[Core] Fix ray stop failing to terminate dashboard and runtime_env agents on Windows#62428
Conversation
There was a problem hiding this comment.
Code Review
This pull request addresses an issue on Windows where setproctitle fails to update process names, preventing the autoscaler from correctly identifying dashboard and runtime environment agents. The changes introduce fallback entries in RAY_PROCESSES that match the actual script paths on Windows and add a corresponding unit test. The reviewer suggested that substring matching might be fragile due to path separator inconsistencies and recommended using a try...finally block or a pytest fixture for the module reloading logic in the test to ensure global state restoration.
| import importlib | ||
| import ray.autoscaler._private.constants as constants_mod | ||
|
|
||
| # Reload with sys.platform patched to "win32" so that the conditional | ||
| # fallback entries are included in RAY_PROCESSES. | ||
| with mock.patch("sys.platform", "win32"): | ||
| importlib.reload(constants_mod) | ||
| win32_ray_processes = list(constants_mod.RAY_PROCESSES) | ||
|
|
||
| # Restore the module to its original state. | ||
| importlib.reload(constants_mod) |
There was a problem hiding this comment.
The use of importlib.reload on a central module like constants can have side effects if other modules have already imported RAY_PROCESSES (as they will retain a reference to the old list object). While this is acceptable for an isolated unit test, it's worth noting that the second reload (line 282) is crucial to restore the global state for any subsequent tests in the same process. To make this more robust against test failures, consider wrapping the reload logic in a try...finally block or using a pytest fixture with a teardown.

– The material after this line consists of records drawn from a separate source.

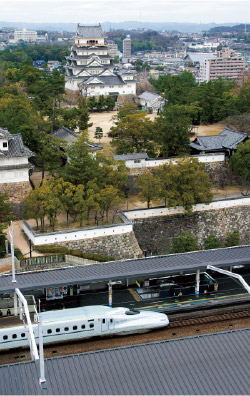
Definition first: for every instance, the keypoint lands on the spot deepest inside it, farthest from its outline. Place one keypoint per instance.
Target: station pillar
(197, 284)
(15, 304)
(110, 294)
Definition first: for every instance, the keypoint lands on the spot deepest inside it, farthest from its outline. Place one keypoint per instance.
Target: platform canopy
(128, 269)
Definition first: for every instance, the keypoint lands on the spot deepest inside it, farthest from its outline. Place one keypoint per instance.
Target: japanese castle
(90, 68)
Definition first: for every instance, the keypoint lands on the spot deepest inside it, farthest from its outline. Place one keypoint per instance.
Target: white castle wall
(75, 235)
(145, 163)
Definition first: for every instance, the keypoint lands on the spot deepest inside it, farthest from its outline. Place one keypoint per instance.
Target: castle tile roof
(16, 148)
(227, 139)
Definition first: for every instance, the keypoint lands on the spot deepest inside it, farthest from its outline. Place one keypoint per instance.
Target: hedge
(64, 250)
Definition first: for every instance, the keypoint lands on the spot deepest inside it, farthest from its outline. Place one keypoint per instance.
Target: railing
(40, 260)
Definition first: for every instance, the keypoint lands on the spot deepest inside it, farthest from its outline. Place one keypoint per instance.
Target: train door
(105, 323)
(111, 324)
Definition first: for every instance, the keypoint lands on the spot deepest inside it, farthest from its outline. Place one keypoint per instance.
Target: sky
(99, 11)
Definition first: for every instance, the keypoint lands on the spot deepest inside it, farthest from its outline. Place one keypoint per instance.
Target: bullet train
(81, 323)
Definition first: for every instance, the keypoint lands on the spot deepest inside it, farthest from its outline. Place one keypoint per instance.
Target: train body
(84, 322)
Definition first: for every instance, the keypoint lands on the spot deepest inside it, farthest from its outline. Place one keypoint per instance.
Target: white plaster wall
(156, 212)
(13, 161)
(75, 235)
(14, 176)
(158, 162)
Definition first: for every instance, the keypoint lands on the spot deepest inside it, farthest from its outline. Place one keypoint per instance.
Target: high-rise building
(90, 67)
(29, 36)
(226, 65)
(127, 47)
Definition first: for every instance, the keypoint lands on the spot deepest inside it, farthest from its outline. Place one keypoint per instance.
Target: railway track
(181, 325)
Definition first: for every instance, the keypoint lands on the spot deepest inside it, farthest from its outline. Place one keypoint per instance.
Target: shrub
(212, 242)
(232, 239)
(186, 242)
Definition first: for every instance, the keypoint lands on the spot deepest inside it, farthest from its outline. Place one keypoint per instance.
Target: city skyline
(63, 11)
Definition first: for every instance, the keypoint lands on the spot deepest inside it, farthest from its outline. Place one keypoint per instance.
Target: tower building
(90, 67)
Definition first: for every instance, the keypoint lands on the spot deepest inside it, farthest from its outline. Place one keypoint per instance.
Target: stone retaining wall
(219, 173)
(123, 246)
(155, 234)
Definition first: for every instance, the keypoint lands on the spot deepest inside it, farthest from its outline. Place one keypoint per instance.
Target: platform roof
(137, 268)
(212, 364)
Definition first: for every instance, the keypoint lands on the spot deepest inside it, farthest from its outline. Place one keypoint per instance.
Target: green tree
(149, 187)
(80, 203)
(64, 191)
(109, 196)
(240, 163)
(51, 154)
(184, 183)
(133, 134)
(98, 133)
(109, 103)
(101, 103)
(172, 131)
(5, 219)
(92, 103)
(186, 242)
(83, 115)
(212, 242)
(232, 239)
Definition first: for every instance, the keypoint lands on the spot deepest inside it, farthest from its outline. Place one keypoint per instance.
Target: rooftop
(88, 31)
(133, 156)
(212, 364)
(227, 139)
(16, 148)
(149, 96)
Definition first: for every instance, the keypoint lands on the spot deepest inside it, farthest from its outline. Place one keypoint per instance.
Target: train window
(131, 312)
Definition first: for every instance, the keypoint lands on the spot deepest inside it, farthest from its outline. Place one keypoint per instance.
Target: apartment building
(25, 35)
(127, 47)
(227, 64)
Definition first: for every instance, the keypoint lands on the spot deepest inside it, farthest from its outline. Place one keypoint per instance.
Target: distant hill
(107, 26)
(232, 29)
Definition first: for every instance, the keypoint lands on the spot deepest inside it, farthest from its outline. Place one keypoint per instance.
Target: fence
(40, 260)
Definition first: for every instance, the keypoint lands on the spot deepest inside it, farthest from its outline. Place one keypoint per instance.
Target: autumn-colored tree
(184, 183)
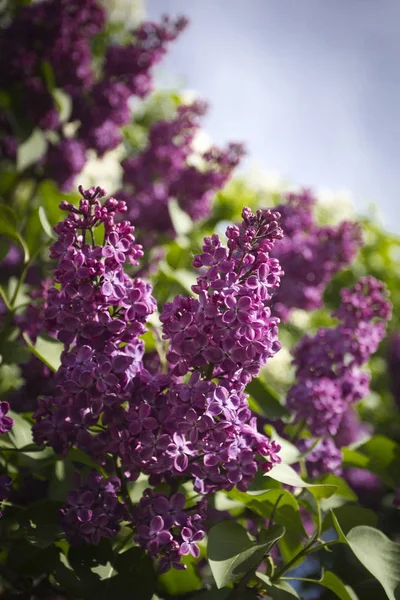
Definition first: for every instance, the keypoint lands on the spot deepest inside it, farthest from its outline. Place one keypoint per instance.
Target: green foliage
(231, 552)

…agents on Windows (ray-project#61452) On Windows, `setproctitle` does not change the process name or command line visible to psutil — it only creates a named Windows event object. This means the existing `RAY_PROCESSES` entries using "ray::DashboardAgent" and "ray::RuntimeEnvAgent" keywords never match any process, leaving these agents orphaned after `ray stop`. Add Windows-only fallback entries that match the actual script paths ("dashboard/agent.py" and "runtime_env/agent/main.py") in the command line. These are guarded by `sys.platform == "win32"` to avoid double-matching on Linux/macOS where setproctitle works correctly. Signed-off-by: jamesrayammons <jamesrayammons@outlook.com>
Signed-off-by: jamesrayammons <jamesrayammons@outlook.com>
| assert len(ready) == 1000, len(ready) | ||
|
|
||
|
|
||
| def test_ray_processes_can_match_agents_on_windows(): |
There was a problem hiding this comment.
this test is not really that useful. instead, could we add an integration test that runs on windows that actually runs ray start and ray stop and ensures that these processes exit? it could live in test_cli.py and you can mark it to only run on windows using pytest.mark.skipif(sys.platform != "win32") (see other examples in the repo)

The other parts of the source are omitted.